I am trying to learn pandas but I have been puzzled with the following. I want to replace NaNs in a DataFrame with the row average. Hence something like df.fillna(df.mean(axis=1))
should work but for some reason it fails for me. Am I missing anything, is there something wrong with what I'm doing? Is it because its not implemented? see link here
import pandas as pd
import numpy as np
pd.__version__
Out[44]:
'0.15.2'
In [45]:
df = pd.DataFrame()
df['c1'] = [1, 2, 3]
df['c2'] = [4, 5, 6]
df['c3'] = [7, np.nan, 9]
df
Out[45]:
c1 c2 c3
0 1 4 7
1 2 5 NaN
2 3 6 9
In [46]:
df.fillna(df.mean(axis=1))
Out[46]:
c1 c2 c3
0 1 4 7
1 2 5 NaN
2 3 6 9
However something like this looks to work fine
df.fillna(df.mean(axis=0))
Out[47]:
c1 c2 c3
0 1 4 7
1 2 5 8
2 3 6 9
For mean, use the mean() function.
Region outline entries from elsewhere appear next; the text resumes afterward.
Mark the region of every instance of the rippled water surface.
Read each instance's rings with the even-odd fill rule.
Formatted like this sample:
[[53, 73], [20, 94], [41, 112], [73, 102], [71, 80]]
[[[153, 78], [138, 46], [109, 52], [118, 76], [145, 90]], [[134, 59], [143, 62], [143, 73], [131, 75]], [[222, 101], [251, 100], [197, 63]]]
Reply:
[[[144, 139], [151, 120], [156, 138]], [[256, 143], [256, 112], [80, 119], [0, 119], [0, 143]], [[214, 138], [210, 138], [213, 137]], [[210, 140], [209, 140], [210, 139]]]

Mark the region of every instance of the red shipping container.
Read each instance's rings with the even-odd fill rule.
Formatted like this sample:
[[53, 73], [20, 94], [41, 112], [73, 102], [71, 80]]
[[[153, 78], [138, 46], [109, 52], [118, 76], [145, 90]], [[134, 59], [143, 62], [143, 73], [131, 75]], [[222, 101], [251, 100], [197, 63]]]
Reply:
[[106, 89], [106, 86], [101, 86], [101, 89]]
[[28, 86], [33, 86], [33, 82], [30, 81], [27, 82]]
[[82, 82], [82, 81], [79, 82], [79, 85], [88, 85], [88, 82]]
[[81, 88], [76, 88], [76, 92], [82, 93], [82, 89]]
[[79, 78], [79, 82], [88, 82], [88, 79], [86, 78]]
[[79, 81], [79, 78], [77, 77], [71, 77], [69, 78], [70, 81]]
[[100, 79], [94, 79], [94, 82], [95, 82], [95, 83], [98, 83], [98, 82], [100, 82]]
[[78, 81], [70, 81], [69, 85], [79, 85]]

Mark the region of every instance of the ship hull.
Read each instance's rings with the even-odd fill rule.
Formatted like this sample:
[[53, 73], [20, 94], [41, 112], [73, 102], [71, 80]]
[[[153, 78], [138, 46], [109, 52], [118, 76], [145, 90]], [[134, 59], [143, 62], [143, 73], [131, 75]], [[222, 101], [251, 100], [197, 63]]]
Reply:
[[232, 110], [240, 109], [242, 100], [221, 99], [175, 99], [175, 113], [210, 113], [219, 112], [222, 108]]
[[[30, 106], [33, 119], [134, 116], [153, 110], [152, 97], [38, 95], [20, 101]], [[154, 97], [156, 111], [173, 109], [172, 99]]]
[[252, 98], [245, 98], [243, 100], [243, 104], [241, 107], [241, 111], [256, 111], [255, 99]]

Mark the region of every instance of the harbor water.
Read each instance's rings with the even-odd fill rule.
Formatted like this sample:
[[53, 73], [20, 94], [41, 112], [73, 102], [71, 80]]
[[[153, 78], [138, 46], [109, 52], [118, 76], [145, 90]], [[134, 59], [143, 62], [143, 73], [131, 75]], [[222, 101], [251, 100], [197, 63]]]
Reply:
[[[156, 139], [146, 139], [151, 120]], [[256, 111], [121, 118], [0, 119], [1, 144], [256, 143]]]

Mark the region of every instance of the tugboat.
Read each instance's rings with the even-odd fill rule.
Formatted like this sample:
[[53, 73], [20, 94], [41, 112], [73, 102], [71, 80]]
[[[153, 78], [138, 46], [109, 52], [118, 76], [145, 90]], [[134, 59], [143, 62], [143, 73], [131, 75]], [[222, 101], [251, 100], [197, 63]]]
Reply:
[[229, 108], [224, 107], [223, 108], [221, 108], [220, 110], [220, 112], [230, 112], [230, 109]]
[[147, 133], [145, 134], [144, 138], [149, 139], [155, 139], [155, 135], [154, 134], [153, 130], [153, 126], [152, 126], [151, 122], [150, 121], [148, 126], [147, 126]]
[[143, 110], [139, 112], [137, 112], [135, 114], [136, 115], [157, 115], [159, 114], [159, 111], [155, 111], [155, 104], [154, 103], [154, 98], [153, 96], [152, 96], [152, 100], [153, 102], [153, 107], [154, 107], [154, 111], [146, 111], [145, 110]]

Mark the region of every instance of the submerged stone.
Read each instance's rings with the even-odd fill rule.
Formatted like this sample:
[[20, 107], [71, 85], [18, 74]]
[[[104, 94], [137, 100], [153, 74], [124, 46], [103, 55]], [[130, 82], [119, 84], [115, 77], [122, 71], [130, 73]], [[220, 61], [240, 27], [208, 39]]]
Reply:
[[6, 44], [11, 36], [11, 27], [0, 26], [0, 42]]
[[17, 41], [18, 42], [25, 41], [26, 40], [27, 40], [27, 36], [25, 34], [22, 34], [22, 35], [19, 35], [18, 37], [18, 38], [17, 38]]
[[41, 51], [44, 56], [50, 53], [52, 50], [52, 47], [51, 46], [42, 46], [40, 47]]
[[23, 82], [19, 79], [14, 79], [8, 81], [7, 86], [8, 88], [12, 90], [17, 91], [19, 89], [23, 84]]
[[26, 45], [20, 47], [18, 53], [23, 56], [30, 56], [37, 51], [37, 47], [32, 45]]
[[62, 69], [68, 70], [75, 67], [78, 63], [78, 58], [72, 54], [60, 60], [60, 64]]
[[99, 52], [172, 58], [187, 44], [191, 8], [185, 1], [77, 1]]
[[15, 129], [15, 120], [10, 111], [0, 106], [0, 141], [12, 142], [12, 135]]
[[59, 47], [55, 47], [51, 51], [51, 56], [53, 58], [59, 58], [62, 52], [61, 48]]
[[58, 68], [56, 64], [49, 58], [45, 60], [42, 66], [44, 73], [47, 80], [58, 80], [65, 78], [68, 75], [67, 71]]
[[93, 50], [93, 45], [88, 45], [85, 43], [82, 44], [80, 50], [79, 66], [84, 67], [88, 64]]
Calculate the mean for the column with NaN and use the fillna() to fill the NaN values with the mean.
You can use the fillna() function to replace NaN values in a pandas DataFrame.
By using replace() or fillna() methods you can replace NaN values with Blank/Empty string in Pandas DataFrame. NaN stands for Not A Number and is one of the common ways to represent the missing data value in Python/Pandas DataFrame.
By using dropna() method you can drop rows with NaN (Not a Number) and None values from pandas DataFrame. Note that by default it returns the copy of the DataFrame after removing rows. If you wanted to remove from the existing DataFrame, you should use inplace=True .
As commented the axis argument to fillna is NotImplemented.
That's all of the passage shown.